Hydrodynamic Model for Biogenic Gas Trapped in Low Permeability Sands - Western Plains of North America
Kaush Rakhit1, Dave Hume1, Daniel Barson1
(1) Rakhit Petroelum Consulting Ltd, Calgary, AB
Gas trapped in tight reservoirs in the Western Plains and Rocky Mountain Basins of North America forms a substantial unconventional gas resource. Three play types with distinct hydrodynamic signatures are recognized:
1. Shallow biogenic gas
2. Deep Basin gas
3. Basin-Centred gas
All are hosted in Cretaceous-Tertiary clastic reservoirs. Deep Basin and Basin-Centred gas have been discussed in the literature in recent years. This paper focuses on current developments in understanding of the shallow biogenic gas (SBG) play. SBG generally occurring at depths of less than 1,000 m (3,300 ft) represents a poorly understood by-passed resource. A potential for greater than 70 TCF of gas-in-place has been determined in the Western Plains region extending from central Alberta in Canada into the U.S. mid-west. The play potentially continues south to the Gulf Coast.

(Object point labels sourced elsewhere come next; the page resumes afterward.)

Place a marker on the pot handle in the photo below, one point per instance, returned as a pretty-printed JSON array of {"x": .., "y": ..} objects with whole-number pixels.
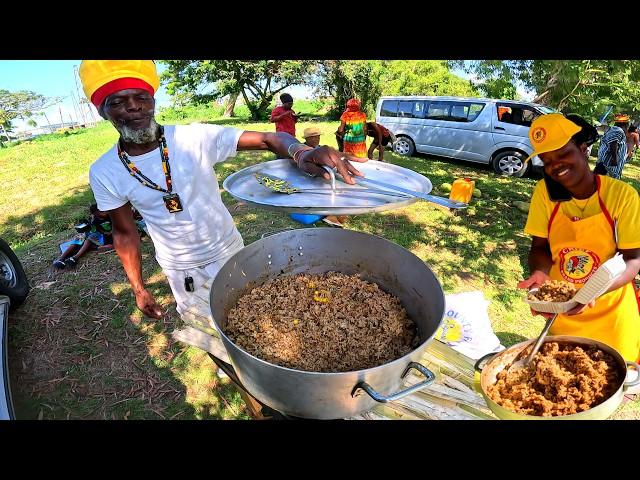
[
  {"x": 477, "y": 367},
  {"x": 637, "y": 380},
  {"x": 363, "y": 386}
]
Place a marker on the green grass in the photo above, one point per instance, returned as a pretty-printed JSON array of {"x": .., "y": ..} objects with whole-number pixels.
[{"x": 80, "y": 349}]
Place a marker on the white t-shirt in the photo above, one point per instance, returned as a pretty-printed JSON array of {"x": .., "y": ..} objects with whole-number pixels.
[{"x": 204, "y": 231}]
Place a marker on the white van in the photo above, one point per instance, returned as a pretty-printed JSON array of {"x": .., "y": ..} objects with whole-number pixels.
[{"x": 475, "y": 129}]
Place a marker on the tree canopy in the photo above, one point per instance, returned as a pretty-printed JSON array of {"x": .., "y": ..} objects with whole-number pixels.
[
  {"x": 256, "y": 81},
  {"x": 586, "y": 87}
]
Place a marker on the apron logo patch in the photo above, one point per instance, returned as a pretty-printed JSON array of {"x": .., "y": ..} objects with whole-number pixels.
[{"x": 578, "y": 264}]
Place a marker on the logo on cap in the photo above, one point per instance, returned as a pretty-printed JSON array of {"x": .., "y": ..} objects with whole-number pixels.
[{"x": 539, "y": 134}]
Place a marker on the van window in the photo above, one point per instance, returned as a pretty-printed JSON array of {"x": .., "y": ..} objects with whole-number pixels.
[
  {"x": 474, "y": 111},
  {"x": 389, "y": 108},
  {"x": 438, "y": 110},
  {"x": 405, "y": 109},
  {"x": 517, "y": 114},
  {"x": 418, "y": 109},
  {"x": 458, "y": 112}
]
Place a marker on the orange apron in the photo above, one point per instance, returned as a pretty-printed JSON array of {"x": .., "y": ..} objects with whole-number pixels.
[{"x": 577, "y": 250}]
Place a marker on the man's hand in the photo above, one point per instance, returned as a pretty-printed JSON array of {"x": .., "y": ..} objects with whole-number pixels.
[
  {"x": 147, "y": 304},
  {"x": 536, "y": 279},
  {"x": 310, "y": 162}
]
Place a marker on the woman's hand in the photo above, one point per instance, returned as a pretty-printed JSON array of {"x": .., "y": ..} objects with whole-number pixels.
[
  {"x": 536, "y": 279},
  {"x": 311, "y": 160},
  {"x": 581, "y": 308}
]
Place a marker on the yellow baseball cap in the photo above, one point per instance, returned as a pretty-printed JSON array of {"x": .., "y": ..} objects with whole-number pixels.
[
  {"x": 311, "y": 132},
  {"x": 551, "y": 132},
  {"x": 101, "y": 78}
]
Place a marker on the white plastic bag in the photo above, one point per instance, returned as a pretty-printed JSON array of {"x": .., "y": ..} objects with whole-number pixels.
[{"x": 466, "y": 326}]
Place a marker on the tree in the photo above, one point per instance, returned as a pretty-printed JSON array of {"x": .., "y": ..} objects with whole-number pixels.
[
  {"x": 257, "y": 81},
  {"x": 22, "y": 104},
  {"x": 585, "y": 87},
  {"x": 367, "y": 80}
]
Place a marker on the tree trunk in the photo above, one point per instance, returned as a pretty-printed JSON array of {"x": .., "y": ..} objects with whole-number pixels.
[{"x": 230, "y": 105}]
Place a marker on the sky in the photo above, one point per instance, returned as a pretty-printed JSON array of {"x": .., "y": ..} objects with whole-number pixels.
[{"x": 56, "y": 78}]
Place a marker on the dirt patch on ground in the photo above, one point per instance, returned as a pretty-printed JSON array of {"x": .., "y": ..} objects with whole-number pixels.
[{"x": 80, "y": 349}]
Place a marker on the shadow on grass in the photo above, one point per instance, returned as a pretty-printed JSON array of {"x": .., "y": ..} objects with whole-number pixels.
[
  {"x": 80, "y": 349},
  {"x": 508, "y": 339}
]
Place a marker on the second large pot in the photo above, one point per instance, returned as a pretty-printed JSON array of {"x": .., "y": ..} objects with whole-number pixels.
[
  {"x": 491, "y": 368},
  {"x": 315, "y": 251}
]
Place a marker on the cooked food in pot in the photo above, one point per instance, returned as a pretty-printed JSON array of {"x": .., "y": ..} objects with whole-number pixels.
[
  {"x": 554, "y": 291},
  {"x": 562, "y": 379},
  {"x": 322, "y": 323}
]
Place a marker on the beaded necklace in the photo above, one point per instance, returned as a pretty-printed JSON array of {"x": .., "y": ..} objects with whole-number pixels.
[{"x": 171, "y": 200}]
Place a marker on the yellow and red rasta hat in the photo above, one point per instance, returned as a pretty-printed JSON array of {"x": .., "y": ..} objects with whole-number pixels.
[
  {"x": 101, "y": 78},
  {"x": 551, "y": 132}
]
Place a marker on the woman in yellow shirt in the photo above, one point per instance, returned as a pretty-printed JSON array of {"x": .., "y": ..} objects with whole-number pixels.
[{"x": 578, "y": 220}]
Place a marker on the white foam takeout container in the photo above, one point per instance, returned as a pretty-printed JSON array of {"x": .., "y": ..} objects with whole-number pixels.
[{"x": 599, "y": 283}]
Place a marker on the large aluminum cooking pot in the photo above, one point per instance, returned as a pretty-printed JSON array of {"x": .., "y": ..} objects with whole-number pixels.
[
  {"x": 488, "y": 372},
  {"x": 314, "y": 251}
]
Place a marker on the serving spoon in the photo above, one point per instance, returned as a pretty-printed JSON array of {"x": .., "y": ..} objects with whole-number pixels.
[{"x": 525, "y": 362}]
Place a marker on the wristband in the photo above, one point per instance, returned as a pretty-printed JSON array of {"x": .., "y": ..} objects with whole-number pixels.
[
  {"x": 298, "y": 152},
  {"x": 294, "y": 145}
]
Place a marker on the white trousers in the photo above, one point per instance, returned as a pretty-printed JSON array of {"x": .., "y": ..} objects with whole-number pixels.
[{"x": 199, "y": 274}]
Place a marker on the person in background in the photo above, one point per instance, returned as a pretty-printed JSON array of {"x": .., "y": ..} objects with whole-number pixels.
[
  {"x": 94, "y": 233},
  {"x": 284, "y": 117},
  {"x": 612, "y": 154},
  {"x": 633, "y": 141},
  {"x": 381, "y": 138},
  {"x": 353, "y": 129},
  {"x": 579, "y": 220}
]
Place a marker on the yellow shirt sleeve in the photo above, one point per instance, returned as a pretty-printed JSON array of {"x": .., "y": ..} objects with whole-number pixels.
[
  {"x": 623, "y": 203},
  {"x": 539, "y": 212}
]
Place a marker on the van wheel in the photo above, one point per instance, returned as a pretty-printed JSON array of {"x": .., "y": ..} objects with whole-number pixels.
[
  {"x": 13, "y": 280},
  {"x": 404, "y": 146},
  {"x": 510, "y": 163}
]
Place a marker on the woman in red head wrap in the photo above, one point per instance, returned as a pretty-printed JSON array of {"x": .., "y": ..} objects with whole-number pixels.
[{"x": 353, "y": 129}]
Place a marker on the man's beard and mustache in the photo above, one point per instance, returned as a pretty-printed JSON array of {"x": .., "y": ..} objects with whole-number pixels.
[{"x": 139, "y": 136}]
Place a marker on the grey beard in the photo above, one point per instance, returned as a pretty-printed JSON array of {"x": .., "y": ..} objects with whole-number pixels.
[{"x": 141, "y": 136}]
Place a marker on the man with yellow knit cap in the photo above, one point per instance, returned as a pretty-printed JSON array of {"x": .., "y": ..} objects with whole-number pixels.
[
  {"x": 166, "y": 173},
  {"x": 579, "y": 220}
]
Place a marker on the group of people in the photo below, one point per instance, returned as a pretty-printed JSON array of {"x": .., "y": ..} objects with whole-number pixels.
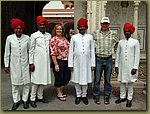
[{"x": 28, "y": 60}]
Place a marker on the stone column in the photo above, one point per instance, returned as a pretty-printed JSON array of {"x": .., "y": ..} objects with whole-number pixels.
[
  {"x": 104, "y": 8},
  {"x": 80, "y": 10},
  {"x": 135, "y": 23}
]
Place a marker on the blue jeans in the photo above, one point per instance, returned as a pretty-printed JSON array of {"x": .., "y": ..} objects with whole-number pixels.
[{"x": 106, "y": 66}]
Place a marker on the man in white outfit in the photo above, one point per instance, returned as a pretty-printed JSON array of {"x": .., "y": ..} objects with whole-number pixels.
[
  {"x": 39, "y": 58},
  {"x": 16, "y": 61},
  {"x": 126, "y": 64},
  {"x": 81, "y": 61}
]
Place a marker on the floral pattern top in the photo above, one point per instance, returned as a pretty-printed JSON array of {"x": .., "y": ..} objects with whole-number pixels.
[{"x": 59, "y": 48}]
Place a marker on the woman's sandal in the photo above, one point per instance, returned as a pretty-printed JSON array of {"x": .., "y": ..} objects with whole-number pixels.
[
  {"x": 64, "y": 95},
  {"x": 61, "y": 98}
]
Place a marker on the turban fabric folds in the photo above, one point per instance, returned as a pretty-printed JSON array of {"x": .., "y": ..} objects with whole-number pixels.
[
  {"x": 40, "y": 19},
  {"x": 17, "y": 22},
  {"x": 130, "y": 27},
  {"x": 82, "y": 22}
]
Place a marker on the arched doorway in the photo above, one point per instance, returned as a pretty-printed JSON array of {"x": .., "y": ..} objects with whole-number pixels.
[{"x": 59, "y": 12}]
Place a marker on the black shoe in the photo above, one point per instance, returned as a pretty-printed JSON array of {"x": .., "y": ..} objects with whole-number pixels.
[
  {"x": 77, "y": 100},
  {"x": 25, "y": 105},
  {"x": 96, "y": 100},
  {"x": 85, "y": 100},
  {"x": 120, "y": 100},
  {"x": 129, "y": 103},
  {"x": 33, "y": 104},
  {"x": 106, "y": 100},
  {"x": 15, "y": 105},
  {"x": 42, "y": 100}
]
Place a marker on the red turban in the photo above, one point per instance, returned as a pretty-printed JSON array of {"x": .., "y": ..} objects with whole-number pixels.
[
  {"x": 128, "y": 26},
  {"x": 17, "y": 22},
  {"x": 82, "y": 22},
  {"x": 40, "y": 19}
]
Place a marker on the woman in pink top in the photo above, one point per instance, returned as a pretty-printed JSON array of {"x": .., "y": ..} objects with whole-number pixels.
[{"x": 59, "y": 46}]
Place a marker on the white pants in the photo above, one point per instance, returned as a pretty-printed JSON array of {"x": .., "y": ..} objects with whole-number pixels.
[
  {"x": 36, "y": 90},
  {"x": 81, "y": 90},
  {"x": 17, "y": 95},
  {"x": 123, "y": 90}
]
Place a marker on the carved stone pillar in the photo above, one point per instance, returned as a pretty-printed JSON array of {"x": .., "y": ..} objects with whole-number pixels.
[
  {"x": 80, "y": 10},
  {"x": 136, "y": 5}
]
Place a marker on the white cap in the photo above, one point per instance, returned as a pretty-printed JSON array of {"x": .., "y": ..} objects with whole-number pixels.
[{"x": 105, "y": 20}]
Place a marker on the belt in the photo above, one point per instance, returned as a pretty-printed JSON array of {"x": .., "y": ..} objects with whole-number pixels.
[{"x": 105, "y": 58}]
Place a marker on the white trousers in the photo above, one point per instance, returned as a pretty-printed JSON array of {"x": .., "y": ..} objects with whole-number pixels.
[
  {"x": 17, "y": 94},
  {"x": 81, "y": 90},
  {"x": 123, "y": 90},
  {"x": 36, "y": 90}
]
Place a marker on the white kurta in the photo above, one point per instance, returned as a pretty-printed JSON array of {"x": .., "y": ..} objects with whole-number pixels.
[
  {"x": 81, "y": 58},
  {"x": 127, "y": 58},
  {"x": 17, "y": 56},
  {"x": 39, "y": 55}
]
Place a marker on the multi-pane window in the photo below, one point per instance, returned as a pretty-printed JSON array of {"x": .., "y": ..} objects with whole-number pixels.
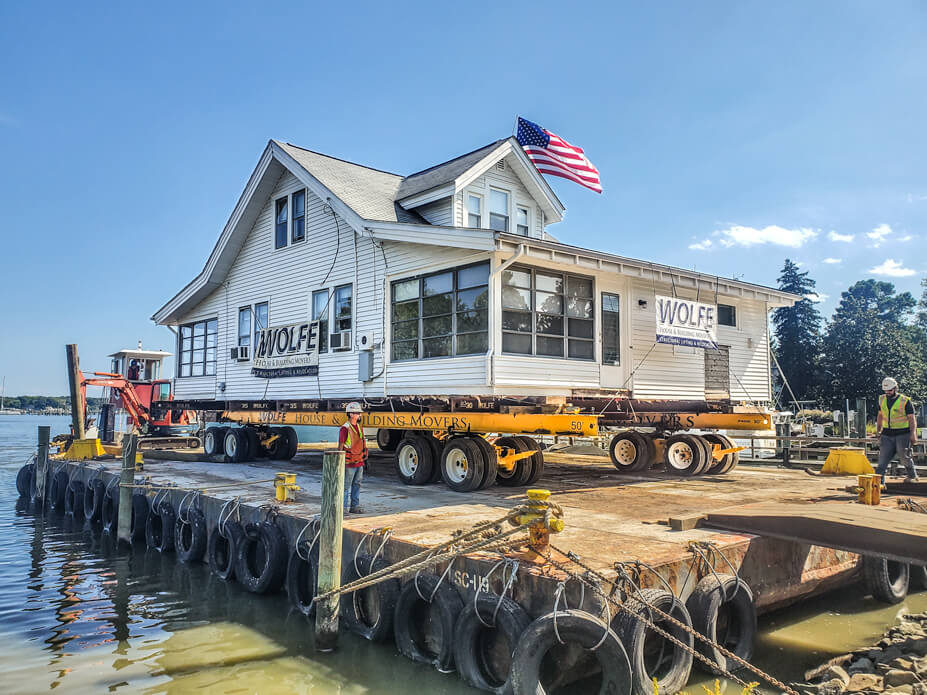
[
  {"x": 299, "y": 216},
  {"x": 198, "y": 348},
  {"x": 498, "y": 210},
  {"x": 280, "y": 222},
  {"x": 474, "y": 210},
  {"x": 320, "y": 314},
  {"x": 611, "y": 330},
  {"x": 547, "y": 314},
  {"x": 441, "y": 314},
  {"x": 521, "y": 220}
]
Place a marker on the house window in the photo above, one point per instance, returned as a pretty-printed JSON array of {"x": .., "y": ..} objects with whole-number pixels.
[
  {"x": 498, "y": 210},
  {"x": 441, "y": 314},
  {"x": 521, "y": 220},
  {"x": 547, "y": 314},
  {"x": 611, "y": 329},
  {"x": 474, "y": 210},
  {"x": 727, "y": 315},
  {"x": 320, "y": 314},
  {"x": 299, "y": 216},
  {"x": 280, "y": 222},
  {"x": 198, "y": 348}
]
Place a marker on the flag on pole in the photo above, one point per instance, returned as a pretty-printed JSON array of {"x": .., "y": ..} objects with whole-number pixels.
[{"x": 553, "y": 155}]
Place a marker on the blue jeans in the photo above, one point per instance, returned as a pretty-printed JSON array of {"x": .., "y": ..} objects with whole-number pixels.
[
  {"x": 889, "y": 445},
  {"x": 352, "y": 481}
]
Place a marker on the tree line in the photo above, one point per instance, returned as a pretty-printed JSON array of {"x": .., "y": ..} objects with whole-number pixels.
[{"x": 874, "y": 332}]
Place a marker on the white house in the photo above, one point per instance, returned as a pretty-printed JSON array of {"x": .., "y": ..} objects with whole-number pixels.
[{"x": 446, "y": 282}]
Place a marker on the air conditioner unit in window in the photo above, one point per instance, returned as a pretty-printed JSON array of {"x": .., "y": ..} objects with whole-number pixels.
[{"x": 340, "y": 341}]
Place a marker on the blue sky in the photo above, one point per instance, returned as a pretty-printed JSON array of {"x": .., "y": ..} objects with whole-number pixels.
[{"x": 729, "y": 136}]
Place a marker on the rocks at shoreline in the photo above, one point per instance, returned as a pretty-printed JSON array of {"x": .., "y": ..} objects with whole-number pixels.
[{"x": 896, "y": 664}]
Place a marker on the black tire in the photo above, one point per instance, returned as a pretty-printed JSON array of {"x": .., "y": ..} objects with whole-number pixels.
[
  {"x": 190, "y": 536},
  {"x": 302, "y": 579},
  {"x": 414, "y": 460},
  {"x": 683, "y": 454},
  {"x": 93, "y": 500},
  {"x": 491, "y": 460},
  {"x": 576, "y": 629},
  {"x": 24, "y": 480},
  {"x": 462, "y": 464},
  {"x": 159, "y": 527},
  {"x": 222, "y": 550},
  {"x": 412, "y": 615},
  {"x": 261, "y": 558},
  {"x": 522, "y": 470},
  {"x": 388, "y": 440},
  {"x": 369, "y": 612},
  {"x": 651, "y": 655},
  {"x": 537, "y": 459},
  {"x": 483, "y": 655},
  {"x": 56, "y": 491},
  {"x": 723, "y": 610},
  {"x": 886, "y": 580}
]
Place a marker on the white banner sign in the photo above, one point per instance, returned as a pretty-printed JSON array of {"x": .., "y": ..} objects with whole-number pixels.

A broad areal extent, subnormal formation pressures ranging from 20 to 70% of hydrostatic and occurrence in low permeability sand-shale sequences characterizes the resource. Subnormally pressured gas-charged sands often show a transition updip to normally pressured water-wet sands. Downdip flow, which is usually observed in the water-wet section, may enhance the trap in some cases. SBG is often by-passed due to deep invasion, relatively high water saturation (45-75%) and fresh formation water (<10,000 ppm), which together invalidate conventional petrophysical analysis and testing techniques.
Recognition of the unique hydrodynamic signature and an understanding of the basin evolution required for its occurrence are key to identifying and exploiting the shallow gas resource and extending the play into other basins.